In fact, the only people likely to be surprised by it are those who misunderstood the online comments about going back to the roots and assumed, with utmost wishful thinking, a return to tech death metal à la 1991’s Soulside Journey or classic Norse black metal à la 1992’s A Blaze In The Northern Sky.
The shift from drawn to photographic cover art also misled a fair few folk, the combination setting message boards alight with speculation. Still, despite not having reinvented the band dramatically since The Cult Is Alive one decade ago, it’s clear that Fenriz is determined to keep the band’s music gently evolving.
“This comes up with almost every album,” he concludes, “but especially this album. We can talk about it in different ways; we can talk about it as though we are running the ‘Darkthrone Restaurant’ and then Ted has the 50% part of the menu that is the ‘steady menu’, because if you change the menu all the time, people will stop coming, right?
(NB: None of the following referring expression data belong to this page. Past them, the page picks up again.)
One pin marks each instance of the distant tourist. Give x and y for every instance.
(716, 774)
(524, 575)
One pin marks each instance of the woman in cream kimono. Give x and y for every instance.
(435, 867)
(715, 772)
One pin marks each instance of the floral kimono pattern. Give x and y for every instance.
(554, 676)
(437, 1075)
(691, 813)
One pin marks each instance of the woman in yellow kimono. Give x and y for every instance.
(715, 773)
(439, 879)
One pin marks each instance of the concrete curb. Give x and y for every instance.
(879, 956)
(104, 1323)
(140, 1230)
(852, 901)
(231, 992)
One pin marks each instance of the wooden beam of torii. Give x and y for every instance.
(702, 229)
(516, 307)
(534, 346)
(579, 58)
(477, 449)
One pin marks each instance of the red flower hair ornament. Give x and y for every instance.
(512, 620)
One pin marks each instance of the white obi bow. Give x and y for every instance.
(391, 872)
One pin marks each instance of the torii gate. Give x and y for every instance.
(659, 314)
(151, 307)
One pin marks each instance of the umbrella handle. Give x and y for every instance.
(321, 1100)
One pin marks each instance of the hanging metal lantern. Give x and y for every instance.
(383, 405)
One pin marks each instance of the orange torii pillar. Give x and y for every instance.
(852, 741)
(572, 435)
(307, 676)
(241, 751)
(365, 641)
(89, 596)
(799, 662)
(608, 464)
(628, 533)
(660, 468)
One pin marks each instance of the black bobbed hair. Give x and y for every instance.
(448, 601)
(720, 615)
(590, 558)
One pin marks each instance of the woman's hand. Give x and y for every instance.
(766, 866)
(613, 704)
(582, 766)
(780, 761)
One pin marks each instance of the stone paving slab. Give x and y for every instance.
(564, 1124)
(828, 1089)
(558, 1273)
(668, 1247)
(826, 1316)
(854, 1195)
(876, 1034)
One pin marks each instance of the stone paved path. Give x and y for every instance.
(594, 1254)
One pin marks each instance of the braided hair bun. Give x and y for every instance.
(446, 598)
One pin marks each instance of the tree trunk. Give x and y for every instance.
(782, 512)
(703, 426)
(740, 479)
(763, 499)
"And then I’m the creative guy who changes things up and mixes it around, because I have a sudden need to not get stuck and I get tired of doing what I do really quick. I think it is good that I entered further into the role of journalist because it gives me almost total oversight and so I tend to go where most people aren’t perhaps, so that I will have some sort of impact. But then it gets crowded again and I ask what are people not doing?”
Darkthrone's latest album Old Star is out now via Peaceville.